NCIB has a similar list of guidelines divided into nine standards: Board governance, organization purpose, programs, information, financial support and related activities, use of funds, annual reporting, accountability, and budget. It requires that at least 60 percent of annual expenses are for programs and looks at the long-term solvency of the organization.
Potential donors can receive reports on the organizations examined by these watchdog groups and contact the charities directly for copies of income tax filings for a particular year or years. Solicitations must include the names of states where the charity is registered; a call to the charities division in the attorney general's office in each of those states may also yield information that will help in decision-making.
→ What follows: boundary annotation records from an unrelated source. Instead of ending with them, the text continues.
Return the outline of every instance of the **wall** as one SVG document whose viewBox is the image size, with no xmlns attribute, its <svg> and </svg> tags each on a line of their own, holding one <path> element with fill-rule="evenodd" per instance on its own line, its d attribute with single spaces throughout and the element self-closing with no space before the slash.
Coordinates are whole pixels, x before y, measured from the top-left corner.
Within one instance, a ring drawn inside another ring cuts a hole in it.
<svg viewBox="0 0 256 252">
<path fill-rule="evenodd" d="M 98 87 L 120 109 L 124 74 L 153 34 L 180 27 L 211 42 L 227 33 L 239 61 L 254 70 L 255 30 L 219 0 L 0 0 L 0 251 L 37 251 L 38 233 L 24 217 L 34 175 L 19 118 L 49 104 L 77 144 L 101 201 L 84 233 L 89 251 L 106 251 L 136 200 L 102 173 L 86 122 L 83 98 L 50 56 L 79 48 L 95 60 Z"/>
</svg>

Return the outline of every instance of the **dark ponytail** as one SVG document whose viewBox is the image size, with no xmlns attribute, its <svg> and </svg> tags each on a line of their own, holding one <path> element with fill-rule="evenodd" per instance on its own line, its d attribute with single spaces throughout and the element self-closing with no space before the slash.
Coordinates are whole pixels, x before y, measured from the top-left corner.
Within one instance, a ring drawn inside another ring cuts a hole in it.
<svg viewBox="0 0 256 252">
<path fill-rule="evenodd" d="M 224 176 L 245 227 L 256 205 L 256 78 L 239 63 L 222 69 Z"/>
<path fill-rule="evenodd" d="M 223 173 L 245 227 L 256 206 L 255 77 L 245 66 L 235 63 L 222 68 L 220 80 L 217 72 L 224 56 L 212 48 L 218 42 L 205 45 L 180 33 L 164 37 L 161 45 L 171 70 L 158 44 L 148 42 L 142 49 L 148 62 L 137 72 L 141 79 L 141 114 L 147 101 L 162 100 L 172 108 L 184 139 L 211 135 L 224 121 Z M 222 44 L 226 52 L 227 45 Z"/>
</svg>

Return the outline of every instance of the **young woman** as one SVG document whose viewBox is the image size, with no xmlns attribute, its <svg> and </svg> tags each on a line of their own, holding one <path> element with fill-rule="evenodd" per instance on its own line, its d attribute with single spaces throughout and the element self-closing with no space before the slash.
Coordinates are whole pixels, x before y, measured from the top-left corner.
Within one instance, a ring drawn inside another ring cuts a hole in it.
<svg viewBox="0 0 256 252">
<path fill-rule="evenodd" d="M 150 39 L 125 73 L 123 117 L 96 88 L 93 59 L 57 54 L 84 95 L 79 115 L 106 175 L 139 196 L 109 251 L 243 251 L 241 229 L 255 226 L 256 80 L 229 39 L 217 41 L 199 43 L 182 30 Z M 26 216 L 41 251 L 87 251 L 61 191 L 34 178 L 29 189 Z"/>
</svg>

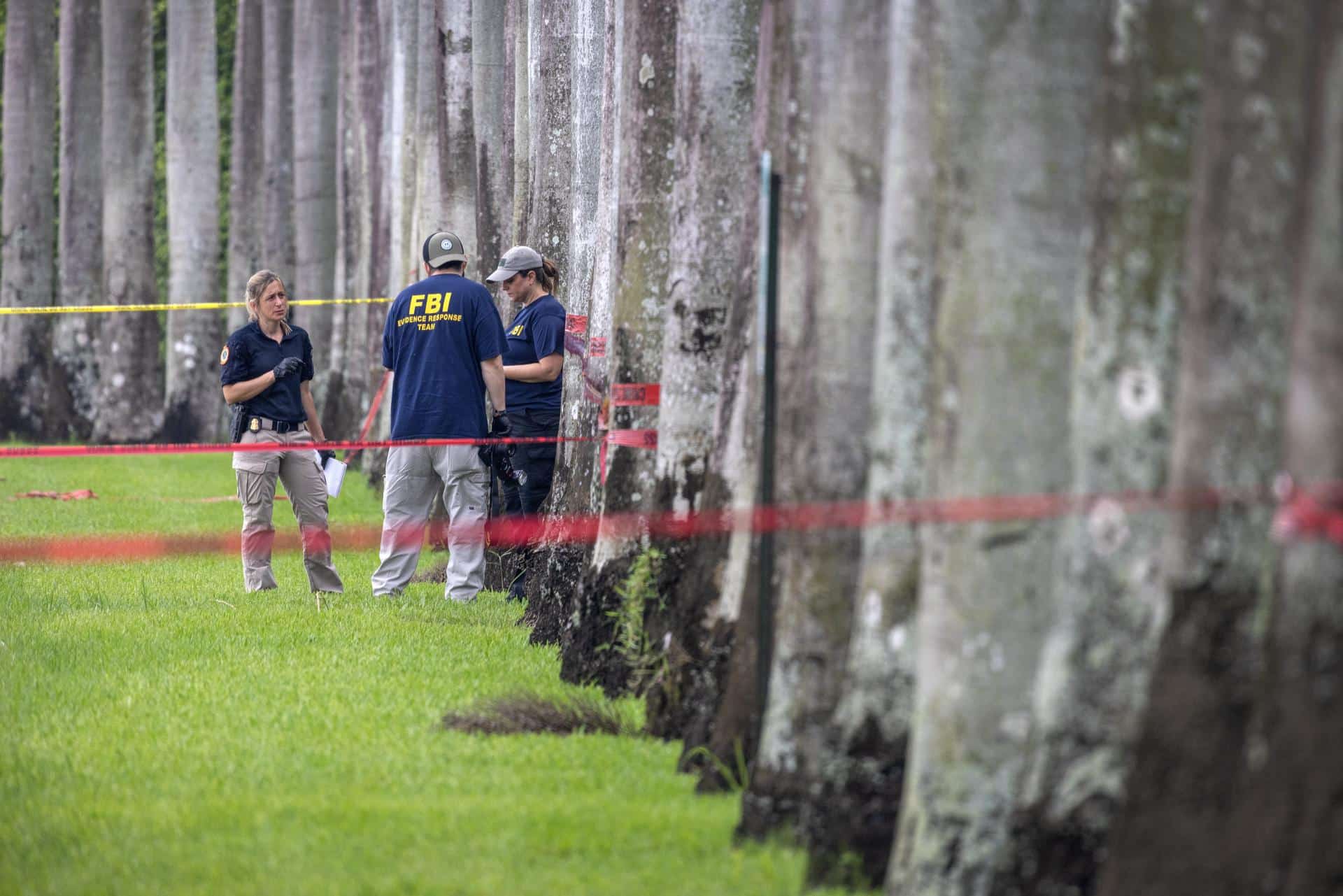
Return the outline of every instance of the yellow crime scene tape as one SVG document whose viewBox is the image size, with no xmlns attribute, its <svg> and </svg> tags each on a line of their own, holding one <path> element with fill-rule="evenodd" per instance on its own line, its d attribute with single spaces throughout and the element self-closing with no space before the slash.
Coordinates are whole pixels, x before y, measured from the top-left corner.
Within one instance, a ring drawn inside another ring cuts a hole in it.
<svg viewBox="0 0 1343 896">
<path fill-rule="evenodd" d="M 377 298 L 301 298 L 290 305 L 379 305 L 392 301 Z M 203 312 L 224 308 L 247 308 L 247 302 L 179 302 L 176 305 L 40 305 L 34 308 L 0 308 L 5 314 L 106 314 L 111 312 Z"/>
</svg>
The standards promulgated and applied by NCIB and PAS cover national charities, not local ones. However, dog owners have opportunities to visit local animal welfare organizations to see how shelters are operated, talk about funding needs, and even to volunteer to make sure the organization's practices carry out the stated policies. In addition, like the national animal charities, local charities that have tax-exempt status with the federal government are required to provide copies of their income tax forms on request. These forms give a general picture of the financial health of the organization, the salaries paid to upper-level employees, the investments and other assets owned, the results of fund-raising efforts, and other sources of income.
Potential donors can also contact their local Better Business Bureau and the charities division of their state attorney general's office when investigating an organization to receive donations.
Many charities depend on emotional appeals to loosen a donor's grip on his checkbook. PAS advises donors to “Beware of appeals that bring tears to your eyes but tell you nothing of the charity or what it's doing about the problem it describes so well.” Charities also present their cases in a manner most likely to get donations; donors should be aware that some appeals may not be based on the latest facts available. For example, some animal charities decry pet overpopulation, claiming that 12 or even 18 or 20 million dogs and cats die in shelters each year and urging people to send money to change this deplorable situation. However, the latest figures indicate that the number of pet deaths in shelters is closer to five or six million and that many of those animals are euthanized at owner request or because they are too old, aggressive, or sick to be adopted.
PAS reminds donors that tax exempt doesn't always mean tax deductible. Each solicitation should give the tax status of the organization. Those approved by the IRS as tax exempt under Section 501 (c) (3) of the Internal Revenue Code qualify for tax deductible donations. Organizations to prevent cruelty to animals are eligible for this designation if they file the appropriate paperwork with IRS.
Donations to organizations approved under IRC Section 501 (c) (4) and Section 501 (c) (6) are not tax deductible (except possibly as a business expense) even though the organizations are tax exempt.